Direction des Affaires juridiques

Lettre de la DAJ – Lorsque le juge annule une clause tarifaire irrégulière divisible du contrat, le délai de prescription de la restitution de la somme versée sur le fondement de cette clause court à compter de son annulation

Écrit le 30/05/2024

Lorsqu’il constate l’irrégularité d’une clause divisible, le juge peut, dans le cadre de la contestation de la validité du contrat, en prononcer la résiliation ou l’annulation, ou, dans le cadre d’un litige relatif à l’exécution du contrat, l’écarter et se prononcer sur le terrain contractuel. Dans le cas où cette clause est tarifaire, le délai de prescription de l’action en restitution de la somme versée en application de celle-ci court à compter de la date à laquelle le juge l’a annulée.

Le litige dont est saisi le Conseil d’État en cassation porte sur un contrat d’achat d’électricité produite à partir du biogaz généré par l’installation de stockage de déchets non dangereux, et en particulier sur l’une de ses clauses prévoyant le versement de la prime à la méthanisation (Conseil d'État, 9ème - 10ème chambres réunies, 17/05/2024).

D’abord saisi de conclusions tendant à l’annulation de l’arrêt de la cour administrative d’appel de Marseille en tant qu’il a annulé la clause litigieuse, la haute juridiction constate qu’en application de l’arrêté du 10 juillet 2006 fixant les conditions d’achat de l’électricité produite par les installations qui valorisent le biogaz auquel les contrats ne peuvent déroger, le contrat litigieux ne peut prévoir de prime à la méthanisation, et par suite, que la clause contestée est illicite.

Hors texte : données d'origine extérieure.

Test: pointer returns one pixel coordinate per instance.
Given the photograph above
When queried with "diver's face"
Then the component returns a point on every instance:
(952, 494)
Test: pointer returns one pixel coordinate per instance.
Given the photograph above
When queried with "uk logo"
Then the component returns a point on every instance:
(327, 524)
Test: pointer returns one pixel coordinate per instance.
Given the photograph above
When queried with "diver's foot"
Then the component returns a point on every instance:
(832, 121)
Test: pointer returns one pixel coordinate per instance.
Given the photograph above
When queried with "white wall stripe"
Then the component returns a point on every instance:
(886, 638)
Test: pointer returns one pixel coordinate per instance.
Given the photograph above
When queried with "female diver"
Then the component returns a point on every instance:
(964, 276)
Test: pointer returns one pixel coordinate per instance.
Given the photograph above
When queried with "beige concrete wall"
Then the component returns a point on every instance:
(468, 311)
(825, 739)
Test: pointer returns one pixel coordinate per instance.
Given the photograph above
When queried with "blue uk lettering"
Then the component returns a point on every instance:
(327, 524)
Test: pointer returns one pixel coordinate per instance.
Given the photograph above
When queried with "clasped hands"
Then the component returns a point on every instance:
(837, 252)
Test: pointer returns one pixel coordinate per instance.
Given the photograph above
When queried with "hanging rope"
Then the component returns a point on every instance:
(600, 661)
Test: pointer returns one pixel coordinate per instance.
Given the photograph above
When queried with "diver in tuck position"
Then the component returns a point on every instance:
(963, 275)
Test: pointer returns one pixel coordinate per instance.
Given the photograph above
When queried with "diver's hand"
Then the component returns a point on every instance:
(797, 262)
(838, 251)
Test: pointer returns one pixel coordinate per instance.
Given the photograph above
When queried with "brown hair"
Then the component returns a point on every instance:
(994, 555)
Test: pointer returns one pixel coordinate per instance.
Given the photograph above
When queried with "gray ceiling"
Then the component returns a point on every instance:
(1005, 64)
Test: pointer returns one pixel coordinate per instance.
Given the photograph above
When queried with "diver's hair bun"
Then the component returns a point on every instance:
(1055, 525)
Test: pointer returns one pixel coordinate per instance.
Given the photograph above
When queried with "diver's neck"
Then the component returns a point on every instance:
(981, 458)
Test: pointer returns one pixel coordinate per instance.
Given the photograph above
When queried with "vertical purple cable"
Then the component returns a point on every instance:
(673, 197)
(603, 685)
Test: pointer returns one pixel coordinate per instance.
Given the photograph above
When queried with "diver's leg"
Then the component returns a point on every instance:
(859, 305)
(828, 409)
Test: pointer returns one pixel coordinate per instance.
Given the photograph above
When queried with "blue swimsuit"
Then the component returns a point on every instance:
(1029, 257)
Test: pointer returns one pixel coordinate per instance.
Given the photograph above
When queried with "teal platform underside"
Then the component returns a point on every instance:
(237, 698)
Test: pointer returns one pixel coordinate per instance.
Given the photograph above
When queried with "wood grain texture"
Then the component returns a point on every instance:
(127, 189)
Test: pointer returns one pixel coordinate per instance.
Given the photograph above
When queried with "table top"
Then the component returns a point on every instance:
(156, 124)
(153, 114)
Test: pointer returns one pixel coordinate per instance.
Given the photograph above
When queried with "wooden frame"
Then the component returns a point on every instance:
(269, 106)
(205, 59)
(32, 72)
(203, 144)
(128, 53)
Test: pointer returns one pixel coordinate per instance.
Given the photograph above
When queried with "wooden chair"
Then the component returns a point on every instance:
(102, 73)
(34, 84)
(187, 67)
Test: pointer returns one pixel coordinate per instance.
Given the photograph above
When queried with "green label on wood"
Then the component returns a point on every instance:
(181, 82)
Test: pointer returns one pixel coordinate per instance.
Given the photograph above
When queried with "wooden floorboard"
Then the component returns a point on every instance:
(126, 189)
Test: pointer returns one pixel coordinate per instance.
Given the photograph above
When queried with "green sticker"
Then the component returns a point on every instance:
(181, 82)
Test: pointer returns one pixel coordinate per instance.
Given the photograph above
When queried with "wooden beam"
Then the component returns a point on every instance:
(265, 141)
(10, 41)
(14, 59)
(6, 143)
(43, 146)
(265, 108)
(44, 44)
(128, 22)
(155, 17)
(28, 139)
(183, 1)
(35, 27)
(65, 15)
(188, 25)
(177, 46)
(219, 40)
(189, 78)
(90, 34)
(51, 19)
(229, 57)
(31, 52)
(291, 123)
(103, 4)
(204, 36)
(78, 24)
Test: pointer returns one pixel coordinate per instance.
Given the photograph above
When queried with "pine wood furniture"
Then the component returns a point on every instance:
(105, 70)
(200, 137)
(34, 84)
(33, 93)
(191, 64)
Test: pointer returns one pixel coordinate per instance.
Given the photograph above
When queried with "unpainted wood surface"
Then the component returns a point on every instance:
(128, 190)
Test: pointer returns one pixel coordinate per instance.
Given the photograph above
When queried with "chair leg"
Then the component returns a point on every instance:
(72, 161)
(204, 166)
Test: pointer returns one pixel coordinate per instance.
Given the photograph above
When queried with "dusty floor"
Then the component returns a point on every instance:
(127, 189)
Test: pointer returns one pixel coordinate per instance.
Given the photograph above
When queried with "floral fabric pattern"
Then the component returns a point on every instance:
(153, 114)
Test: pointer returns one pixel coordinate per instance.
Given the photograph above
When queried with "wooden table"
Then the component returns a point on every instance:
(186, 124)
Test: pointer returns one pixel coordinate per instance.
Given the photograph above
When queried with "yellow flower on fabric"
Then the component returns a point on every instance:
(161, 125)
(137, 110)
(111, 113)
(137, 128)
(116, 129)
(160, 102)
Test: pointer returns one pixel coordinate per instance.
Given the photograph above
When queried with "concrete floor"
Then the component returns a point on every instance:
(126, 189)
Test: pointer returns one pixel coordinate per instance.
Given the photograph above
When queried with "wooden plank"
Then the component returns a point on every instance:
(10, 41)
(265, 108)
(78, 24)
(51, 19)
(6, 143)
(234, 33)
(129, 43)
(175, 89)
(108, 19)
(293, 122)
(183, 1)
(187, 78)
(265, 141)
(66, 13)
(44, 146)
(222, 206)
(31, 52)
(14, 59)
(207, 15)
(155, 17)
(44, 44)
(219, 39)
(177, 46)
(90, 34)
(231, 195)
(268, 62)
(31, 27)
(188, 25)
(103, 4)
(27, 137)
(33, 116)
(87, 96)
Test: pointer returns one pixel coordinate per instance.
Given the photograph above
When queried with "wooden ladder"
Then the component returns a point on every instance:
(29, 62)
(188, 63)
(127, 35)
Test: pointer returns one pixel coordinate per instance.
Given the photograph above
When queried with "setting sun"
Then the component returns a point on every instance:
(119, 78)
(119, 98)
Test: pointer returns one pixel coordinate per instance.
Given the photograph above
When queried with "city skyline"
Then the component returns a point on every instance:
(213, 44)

Avant de se prononcer sur les conséquences à tirer de l’illicéité de cette clause, il rappelle que dans le cadre d’un recours introduit par l’une des parties à un contrat administratif, « il appartient au juge, lorsqu’il constate l’existence d’irrégularités, d’en apprécier l’importance et les conséquences ». Si le juge constate une irrégularité qui ne peut pas être régularisée, il lui appartient, d’une part, dans le cadre d’un recours en contestation de la validité du contrat, soit de prononcer la résiliation du contrat, soit, si l’irrégularité tient au contenu illicite du contrat ou à un vice d’une particulière gravité, de prononcer l’annulation du contrat, et d’autre part, dans le cadre d’un litige en exécution, d’écarter le contrat et de régler le litige sur le seul terrain extracontractuel (Conseil d'État, Assemblée, 28/12/2009).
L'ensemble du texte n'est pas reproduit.